Because gardeners and landscapers have relied so heavily on both the Knock-Out and Drift series of roses for their ease of care and beauty, the Rose Rosette Disease has done a lot of damage in wide areas. It’s not known why some roses still seem resistant to Rose Rosette, but it’s been shown that Knock-Out and Drift roses are not immune.
What do you need to do if your roses have the Rose Rosette disease?
- Destroy the plant – dig up plant and roots, then bag and destroy
- Limit use of the surrounding soil
- Remove multiflora roses within 100 yards of roses – if cannot then try not to plant roses downwind from the multiforas
- Watch for regrowth from any remaining roots and remove
- Avoid planting any new rose varieties back in the same soil
My ag inspector who lives down the road, stopped by recently and we talked about this rose issue. Her information said the soil where diseased plants were located could be tainted for up to 5 years.
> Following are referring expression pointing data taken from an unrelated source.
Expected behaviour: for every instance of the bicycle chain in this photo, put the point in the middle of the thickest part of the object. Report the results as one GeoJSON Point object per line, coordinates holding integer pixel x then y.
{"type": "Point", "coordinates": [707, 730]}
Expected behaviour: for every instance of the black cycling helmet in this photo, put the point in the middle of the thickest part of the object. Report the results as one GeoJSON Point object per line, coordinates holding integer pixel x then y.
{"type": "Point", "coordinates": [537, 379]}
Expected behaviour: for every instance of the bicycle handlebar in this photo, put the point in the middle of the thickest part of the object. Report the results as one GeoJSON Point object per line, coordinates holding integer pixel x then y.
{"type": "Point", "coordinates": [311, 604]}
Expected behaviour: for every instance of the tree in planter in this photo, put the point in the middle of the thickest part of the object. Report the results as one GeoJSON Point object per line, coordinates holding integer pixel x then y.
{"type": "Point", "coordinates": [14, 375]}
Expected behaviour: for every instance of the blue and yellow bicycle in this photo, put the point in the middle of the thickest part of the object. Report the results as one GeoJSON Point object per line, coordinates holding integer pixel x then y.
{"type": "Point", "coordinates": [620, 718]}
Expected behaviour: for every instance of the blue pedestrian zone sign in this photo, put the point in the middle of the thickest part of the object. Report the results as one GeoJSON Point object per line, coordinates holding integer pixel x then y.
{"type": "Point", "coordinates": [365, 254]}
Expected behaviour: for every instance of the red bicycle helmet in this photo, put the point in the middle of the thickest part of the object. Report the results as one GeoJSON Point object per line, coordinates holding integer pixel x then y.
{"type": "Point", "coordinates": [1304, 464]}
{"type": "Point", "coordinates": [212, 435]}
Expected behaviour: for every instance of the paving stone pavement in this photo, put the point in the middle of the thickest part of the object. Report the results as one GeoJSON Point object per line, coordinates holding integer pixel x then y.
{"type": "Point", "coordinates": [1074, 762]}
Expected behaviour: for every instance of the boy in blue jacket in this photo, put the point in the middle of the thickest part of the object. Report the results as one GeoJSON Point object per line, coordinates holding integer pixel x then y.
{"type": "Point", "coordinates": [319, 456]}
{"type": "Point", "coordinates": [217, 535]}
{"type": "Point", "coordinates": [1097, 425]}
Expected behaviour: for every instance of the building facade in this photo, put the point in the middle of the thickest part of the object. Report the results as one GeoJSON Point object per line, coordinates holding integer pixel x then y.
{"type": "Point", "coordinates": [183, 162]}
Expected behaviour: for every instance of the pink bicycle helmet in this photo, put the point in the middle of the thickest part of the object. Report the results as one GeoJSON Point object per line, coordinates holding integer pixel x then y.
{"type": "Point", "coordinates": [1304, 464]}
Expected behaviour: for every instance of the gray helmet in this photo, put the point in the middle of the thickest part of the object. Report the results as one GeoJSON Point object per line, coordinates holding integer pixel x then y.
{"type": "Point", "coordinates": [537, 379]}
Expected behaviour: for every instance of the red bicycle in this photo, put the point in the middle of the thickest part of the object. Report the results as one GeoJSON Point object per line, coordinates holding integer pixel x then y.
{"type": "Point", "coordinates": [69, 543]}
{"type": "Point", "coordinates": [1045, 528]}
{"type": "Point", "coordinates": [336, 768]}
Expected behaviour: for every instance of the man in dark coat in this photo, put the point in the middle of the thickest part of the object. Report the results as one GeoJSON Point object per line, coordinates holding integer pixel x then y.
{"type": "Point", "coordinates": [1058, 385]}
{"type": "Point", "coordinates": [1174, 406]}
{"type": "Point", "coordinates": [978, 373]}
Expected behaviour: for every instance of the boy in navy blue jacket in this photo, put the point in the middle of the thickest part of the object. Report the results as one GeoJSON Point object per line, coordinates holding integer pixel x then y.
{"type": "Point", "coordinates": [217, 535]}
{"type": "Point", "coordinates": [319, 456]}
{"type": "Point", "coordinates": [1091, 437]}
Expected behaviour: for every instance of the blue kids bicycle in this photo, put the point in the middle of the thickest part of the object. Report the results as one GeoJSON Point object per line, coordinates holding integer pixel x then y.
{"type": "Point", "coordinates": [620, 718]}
Preventing Rose Rosette Disease
The mite is extremely difficult to kill, as typical mite killing chemicals don’t often work well on this species of mite. However, some pesticides may offer some protection such as Sevin, bifenthrin, horticultural oils and insecticidal soap when applied weekly during June and July.
The best course of action is prevention. When receiving your roses, inspect them carefully and look for the above signs of Rose Rosette. Only plant disease-free rose plants. When planting, give your roses plenty of room to breathe and allow air to circulate, as this can help keep the mites from spreading from one plant to another, although this isn’t very foolproof. And finally, don’t rely on one type of rose in your landscape. We’re not referring to color. Instead choose different species. If there are multiflora roses growing wild nearby, consider destroying them if possible as the mite can catch a summer breeze to your roses.
We hope this helps you avoid and end your infestation of Rose Rosette. It’s a heartbreaking disease, but with proper prevention and planning, you can avoid or diminish its effects on your garden and landscape.
We are committed to monitoring the new growth of our roses coming in from different growers. The Knockout and Drift Roses are anticipated to be in short supply over the next couple of years as many growers will be discontinuing their growing rights for these plants due to this terrible disease.